FGM-Spotlight-photo   The new K-12 center replaces the existing elementary school and junior/senior high school. The project was constructed in two phases on the site of the existing junior/senior high school.
   “The elementary school was on a different site, so they were able to continue using the elementary school until construction completed this summer,” Hayhurst said. “All grades will be in the new school this fall. The junior/senior high school moved into phase one of the new school in the spring of 2012.”
   Coordinating the various elements of the renovation, new construction and relocation of students and faculty was a challenge, he adds, but everything went smoothly due to support from the school board, superintendent, staff and construction team.
   The center brings together 13 grade levels under one roof by designing the space to provide for distinct grade level areas. All grade levels will share the central library and cafeteria. Athletic facilities and the community-shared spaces are adjacent, enhancing access for community members attending events or activities at the school. The school also serves as the district headquarters with superintendent offices and updated administrative areas.  

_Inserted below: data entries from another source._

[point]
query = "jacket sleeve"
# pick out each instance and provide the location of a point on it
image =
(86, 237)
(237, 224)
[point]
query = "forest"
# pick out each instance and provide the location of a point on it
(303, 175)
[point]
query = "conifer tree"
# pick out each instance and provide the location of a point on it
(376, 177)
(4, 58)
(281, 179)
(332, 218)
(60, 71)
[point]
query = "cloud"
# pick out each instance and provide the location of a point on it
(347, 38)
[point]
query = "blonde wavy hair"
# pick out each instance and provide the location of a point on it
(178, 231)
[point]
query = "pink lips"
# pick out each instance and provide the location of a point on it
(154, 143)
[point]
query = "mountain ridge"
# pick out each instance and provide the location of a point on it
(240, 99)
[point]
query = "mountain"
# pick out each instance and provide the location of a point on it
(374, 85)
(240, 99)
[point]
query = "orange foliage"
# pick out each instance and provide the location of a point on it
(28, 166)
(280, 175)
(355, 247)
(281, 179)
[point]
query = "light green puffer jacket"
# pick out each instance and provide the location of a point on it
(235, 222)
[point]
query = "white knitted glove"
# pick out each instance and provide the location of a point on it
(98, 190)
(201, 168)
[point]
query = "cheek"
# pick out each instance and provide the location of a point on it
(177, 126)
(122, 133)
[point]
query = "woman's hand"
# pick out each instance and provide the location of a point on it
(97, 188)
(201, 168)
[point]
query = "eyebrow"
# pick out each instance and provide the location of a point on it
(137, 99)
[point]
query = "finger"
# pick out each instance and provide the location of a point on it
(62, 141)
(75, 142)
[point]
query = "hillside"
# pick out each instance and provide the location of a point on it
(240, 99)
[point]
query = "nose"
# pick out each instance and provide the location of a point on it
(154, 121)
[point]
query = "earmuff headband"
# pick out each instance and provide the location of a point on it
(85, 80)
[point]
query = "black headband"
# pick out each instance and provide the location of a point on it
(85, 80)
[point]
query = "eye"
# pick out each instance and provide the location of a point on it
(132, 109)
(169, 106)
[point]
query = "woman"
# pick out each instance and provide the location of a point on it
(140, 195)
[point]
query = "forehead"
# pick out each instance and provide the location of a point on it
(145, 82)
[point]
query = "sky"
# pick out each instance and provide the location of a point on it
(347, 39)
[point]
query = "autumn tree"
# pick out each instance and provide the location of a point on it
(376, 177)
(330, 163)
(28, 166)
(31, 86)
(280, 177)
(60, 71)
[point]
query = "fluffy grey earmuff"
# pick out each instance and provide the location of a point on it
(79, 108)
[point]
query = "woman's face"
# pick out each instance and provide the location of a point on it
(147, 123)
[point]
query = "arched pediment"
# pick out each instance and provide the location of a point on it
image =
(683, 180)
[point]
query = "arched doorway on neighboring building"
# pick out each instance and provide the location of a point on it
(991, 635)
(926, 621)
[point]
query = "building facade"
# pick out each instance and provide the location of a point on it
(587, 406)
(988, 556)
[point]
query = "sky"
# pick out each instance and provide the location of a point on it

   FGM retained some components of the existing building, such as the Luechtefeld Gym, by wrapping older components with new construction. Looking at it from the outside, says Hayhurst, you would never know that some of the areas inside were much older. Another example of flexible design is the stage between the Luechtefeld Gym and the multipurpose cafeteria, which is usable from both spaces.
   FGM also oversaw construction and developed the furnishings and interiors for the new spaces. The elementary school features color schemes that engage the youngest learners. Secondary and tertiary colors were prominent in the junior high and high school areas.
   FGM reused furniture where it was appropriate, and brought in ergonomic and progressive furniture in new spaces. FGM’s interior designer, Peggy Hoffmann, paid special attention to the library, which all students and the community use. Hoffmann made sure to adapt areas within the library to serve its youngest students and community patrons alike. This approach made for design that was both budget-sensitive and that took advantage of new technology.